No contexto das concessões em geral, a estrutura societária da concessionária não representa apenas uma organização privada voltada à exploração econômica de um ativo, mas um instrumento por meio do qual se viabiliza a prestação de um serviço público essencial. Nesse cenário, a transferência de controle societário assume relevância que ultrapassa a esfera privada, exigindo a compatibilização entre a lógica de mercado e as exigências regulatórias impostas pelo Poder Concedente.
A disciplina da mudança de controle emerge, assim, como mecanismo de proteção institucional, destinado a assegurar que o ente responsável pela execução da concessão mantenha capacidade técnica, econômica e operacional ao longo da vigência contratual.
Do ponto de vista societário, o controle pode ser compreendido como o poder de conduzir as atividades sociais e controlar o preenchimento dos órgãos da companhia.
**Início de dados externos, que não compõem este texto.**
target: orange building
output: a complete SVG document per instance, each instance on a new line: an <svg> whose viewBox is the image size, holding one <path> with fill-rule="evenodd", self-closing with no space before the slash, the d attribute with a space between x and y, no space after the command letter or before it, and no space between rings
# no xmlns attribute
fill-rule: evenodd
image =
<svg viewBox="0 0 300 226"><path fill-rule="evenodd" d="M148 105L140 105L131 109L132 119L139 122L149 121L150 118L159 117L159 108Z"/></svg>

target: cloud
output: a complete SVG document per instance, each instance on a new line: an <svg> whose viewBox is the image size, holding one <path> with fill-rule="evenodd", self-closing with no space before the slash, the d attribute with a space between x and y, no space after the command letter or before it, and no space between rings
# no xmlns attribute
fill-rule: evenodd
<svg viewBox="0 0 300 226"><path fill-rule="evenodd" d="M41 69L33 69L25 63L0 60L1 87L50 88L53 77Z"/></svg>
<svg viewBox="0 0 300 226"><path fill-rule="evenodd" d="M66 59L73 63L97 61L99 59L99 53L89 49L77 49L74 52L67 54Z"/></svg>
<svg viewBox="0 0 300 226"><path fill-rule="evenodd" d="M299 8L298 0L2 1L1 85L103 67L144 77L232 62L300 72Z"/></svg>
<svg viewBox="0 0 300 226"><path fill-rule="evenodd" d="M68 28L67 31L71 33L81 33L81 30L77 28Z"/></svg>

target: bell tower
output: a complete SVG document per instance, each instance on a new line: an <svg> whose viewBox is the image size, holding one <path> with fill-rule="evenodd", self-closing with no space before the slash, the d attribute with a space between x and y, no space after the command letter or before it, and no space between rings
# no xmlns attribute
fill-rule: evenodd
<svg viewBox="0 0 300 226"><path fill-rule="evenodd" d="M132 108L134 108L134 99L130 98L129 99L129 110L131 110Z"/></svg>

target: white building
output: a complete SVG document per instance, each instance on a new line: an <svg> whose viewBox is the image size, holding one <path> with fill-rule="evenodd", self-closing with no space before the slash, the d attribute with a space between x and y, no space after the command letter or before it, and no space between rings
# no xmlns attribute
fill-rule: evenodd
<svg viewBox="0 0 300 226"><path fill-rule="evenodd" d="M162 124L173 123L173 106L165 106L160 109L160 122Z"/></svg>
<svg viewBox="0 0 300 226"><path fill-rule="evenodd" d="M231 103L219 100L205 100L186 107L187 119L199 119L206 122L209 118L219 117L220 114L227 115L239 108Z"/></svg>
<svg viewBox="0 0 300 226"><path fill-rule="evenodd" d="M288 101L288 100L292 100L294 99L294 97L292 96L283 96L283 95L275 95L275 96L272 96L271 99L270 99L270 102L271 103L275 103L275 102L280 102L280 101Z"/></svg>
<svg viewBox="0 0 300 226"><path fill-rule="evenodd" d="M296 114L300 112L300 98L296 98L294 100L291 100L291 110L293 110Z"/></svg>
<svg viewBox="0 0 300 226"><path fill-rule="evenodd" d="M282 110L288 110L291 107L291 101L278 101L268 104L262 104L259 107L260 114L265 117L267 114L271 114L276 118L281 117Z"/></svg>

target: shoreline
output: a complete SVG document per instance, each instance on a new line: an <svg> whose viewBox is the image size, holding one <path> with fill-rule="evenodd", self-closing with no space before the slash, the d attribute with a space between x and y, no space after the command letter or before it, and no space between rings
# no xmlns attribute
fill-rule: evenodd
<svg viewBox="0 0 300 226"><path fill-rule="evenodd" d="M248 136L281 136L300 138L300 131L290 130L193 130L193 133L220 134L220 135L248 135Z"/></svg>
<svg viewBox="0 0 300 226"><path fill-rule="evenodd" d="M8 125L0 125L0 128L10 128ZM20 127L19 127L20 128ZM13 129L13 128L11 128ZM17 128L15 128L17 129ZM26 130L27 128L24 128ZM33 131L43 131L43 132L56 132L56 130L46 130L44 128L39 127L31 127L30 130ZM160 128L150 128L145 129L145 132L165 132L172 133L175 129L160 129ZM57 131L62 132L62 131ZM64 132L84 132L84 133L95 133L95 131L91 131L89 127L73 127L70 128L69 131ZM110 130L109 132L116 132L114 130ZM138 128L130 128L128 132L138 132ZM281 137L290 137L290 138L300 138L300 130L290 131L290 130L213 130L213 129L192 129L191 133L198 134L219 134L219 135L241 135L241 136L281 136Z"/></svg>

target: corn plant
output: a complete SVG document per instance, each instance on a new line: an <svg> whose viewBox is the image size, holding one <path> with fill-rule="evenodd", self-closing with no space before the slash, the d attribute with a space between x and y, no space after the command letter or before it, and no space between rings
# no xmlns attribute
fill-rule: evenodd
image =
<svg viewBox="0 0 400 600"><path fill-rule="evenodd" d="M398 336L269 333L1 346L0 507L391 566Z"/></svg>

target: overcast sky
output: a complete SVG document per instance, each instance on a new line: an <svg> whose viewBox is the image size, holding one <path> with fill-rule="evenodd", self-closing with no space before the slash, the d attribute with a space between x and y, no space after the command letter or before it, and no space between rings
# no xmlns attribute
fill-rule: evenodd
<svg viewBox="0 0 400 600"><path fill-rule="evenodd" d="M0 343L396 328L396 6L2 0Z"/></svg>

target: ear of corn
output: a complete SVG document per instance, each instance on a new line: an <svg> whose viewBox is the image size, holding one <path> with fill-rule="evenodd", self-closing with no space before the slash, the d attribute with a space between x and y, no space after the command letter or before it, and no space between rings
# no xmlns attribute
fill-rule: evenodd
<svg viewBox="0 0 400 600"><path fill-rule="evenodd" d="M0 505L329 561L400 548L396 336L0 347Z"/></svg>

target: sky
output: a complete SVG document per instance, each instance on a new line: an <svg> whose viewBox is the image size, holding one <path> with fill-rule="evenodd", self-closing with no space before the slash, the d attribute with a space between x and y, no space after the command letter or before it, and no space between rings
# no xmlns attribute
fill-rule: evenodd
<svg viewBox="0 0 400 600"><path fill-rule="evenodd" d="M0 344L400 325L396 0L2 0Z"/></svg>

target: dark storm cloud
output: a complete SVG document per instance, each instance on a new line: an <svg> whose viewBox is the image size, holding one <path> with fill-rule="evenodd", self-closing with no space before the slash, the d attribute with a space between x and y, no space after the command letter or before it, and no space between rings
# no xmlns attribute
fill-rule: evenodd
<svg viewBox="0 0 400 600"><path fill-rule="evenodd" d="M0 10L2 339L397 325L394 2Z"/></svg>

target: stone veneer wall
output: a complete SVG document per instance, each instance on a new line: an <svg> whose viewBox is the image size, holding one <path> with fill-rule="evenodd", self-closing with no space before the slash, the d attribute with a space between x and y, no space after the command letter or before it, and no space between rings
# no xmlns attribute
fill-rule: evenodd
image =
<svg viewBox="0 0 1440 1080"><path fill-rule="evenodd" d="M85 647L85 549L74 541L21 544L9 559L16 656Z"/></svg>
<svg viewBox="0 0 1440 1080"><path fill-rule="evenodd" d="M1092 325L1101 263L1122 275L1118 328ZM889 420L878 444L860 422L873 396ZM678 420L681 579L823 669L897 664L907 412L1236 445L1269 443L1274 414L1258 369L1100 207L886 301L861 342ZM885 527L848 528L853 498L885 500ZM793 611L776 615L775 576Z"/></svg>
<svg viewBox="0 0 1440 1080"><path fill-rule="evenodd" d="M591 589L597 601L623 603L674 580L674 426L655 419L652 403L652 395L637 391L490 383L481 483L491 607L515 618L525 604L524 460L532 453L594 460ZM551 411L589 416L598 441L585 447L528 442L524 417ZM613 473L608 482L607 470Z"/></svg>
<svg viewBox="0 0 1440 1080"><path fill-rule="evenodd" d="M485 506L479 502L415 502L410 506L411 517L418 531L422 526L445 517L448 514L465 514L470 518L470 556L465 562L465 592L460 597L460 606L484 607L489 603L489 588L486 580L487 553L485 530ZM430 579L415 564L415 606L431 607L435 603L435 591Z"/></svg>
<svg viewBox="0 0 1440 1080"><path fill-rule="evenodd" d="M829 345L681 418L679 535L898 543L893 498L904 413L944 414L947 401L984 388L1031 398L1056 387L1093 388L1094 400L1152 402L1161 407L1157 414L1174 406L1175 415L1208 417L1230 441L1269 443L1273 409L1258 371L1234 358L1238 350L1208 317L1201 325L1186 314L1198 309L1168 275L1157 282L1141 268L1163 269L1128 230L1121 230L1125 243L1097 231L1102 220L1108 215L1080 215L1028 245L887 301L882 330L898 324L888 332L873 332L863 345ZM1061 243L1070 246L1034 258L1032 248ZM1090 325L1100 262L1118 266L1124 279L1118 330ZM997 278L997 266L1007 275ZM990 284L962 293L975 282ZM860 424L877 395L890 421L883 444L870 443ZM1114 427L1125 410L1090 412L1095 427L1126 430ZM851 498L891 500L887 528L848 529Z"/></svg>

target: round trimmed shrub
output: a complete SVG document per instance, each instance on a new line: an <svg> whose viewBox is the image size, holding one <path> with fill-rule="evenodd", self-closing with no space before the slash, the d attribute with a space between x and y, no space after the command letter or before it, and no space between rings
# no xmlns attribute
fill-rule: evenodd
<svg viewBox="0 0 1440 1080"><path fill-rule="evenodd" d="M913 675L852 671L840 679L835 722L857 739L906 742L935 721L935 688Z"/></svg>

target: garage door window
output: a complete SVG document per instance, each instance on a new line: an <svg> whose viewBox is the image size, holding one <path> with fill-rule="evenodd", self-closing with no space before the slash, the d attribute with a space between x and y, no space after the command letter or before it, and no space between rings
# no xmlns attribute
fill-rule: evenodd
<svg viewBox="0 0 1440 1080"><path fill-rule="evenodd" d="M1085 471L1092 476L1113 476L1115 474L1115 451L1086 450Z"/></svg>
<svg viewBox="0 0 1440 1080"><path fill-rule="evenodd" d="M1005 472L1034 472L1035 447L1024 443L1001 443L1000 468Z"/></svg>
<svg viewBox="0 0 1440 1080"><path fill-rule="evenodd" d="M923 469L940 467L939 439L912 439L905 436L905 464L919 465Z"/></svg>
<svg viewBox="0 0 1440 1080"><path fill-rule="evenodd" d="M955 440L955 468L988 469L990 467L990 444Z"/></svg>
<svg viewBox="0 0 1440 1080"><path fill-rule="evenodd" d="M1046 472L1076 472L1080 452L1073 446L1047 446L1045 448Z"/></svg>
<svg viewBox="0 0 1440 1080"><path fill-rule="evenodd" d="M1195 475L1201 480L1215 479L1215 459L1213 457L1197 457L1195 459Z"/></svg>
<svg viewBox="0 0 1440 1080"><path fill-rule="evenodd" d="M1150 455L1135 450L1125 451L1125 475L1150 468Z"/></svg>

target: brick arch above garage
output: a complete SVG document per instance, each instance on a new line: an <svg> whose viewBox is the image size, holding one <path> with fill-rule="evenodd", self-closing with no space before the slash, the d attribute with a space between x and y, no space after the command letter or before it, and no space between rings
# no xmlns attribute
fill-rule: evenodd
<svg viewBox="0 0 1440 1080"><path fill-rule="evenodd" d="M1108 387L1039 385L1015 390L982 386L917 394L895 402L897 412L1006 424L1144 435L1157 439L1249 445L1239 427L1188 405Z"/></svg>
Contudo, em ambientes regulados, essa definição assume contornos mais amplos, alcançando situações em que, ainda que não haja transferência formal de participação majoritária, verifica-se a alteração da influência decisória sobre a concessionária.
Nesse sentido, a análise regulatória frequentemente ultrapassa a titularidade formal do quadro de participação societária, alcançando acordos de acionistas, direitos políticos diferenciados e estruturas indiretas de participação. Tal ampliação decorre da necessidade de evitar mecanismos que, embora lícitos sob a ótica societária, possam comprometer a estabilidade e a continuidade da prestação do serviço público.
A inobservância das regras aplicáveis à mudança de controle pode ensejar consequências severas, incluindo a aplicação de sanções administrativas, a declaração de caducidade da concessão ou a intervenção estatal na operação. Adicionalmente, cumpre destacar que a adoção de estruturas societárias excessivamente complexas, com múltiplos níveis de participação, veículos intermediários ou acordos paralelos de governança, pode gerar efeitos adversos não apenas sob a ótica regulatória, mas também no âmbito de processos competitivos.
Em determinadas hipóteses, a dificuldade de identificação clara do controle societário e da configuração de grupo econômico pode levar à desconsideração de vínculos entre sociedades, especialmente quando inexistir um controle expresso, formalmente caracterizado nos termos da legislação societária e das regras dos editais de licitação. Tal cenário revela-se particularmente sensível em licitações para concessões, nas quais a comprovação de qualificação técnica e econômico-financeira frequentemente se apoia em atestados detidos por outras sociedades integrantes do mesmo grupo. A ausência de reconhecimento formal desse grupo econômico, em razão de estruturas fragmentadas ou arranjos contratuais atípicos, pode impedir a utilização de tais atestados por sociedades de propósito específico (SPEs), resultando, em última análise, na desclassificação de propostas.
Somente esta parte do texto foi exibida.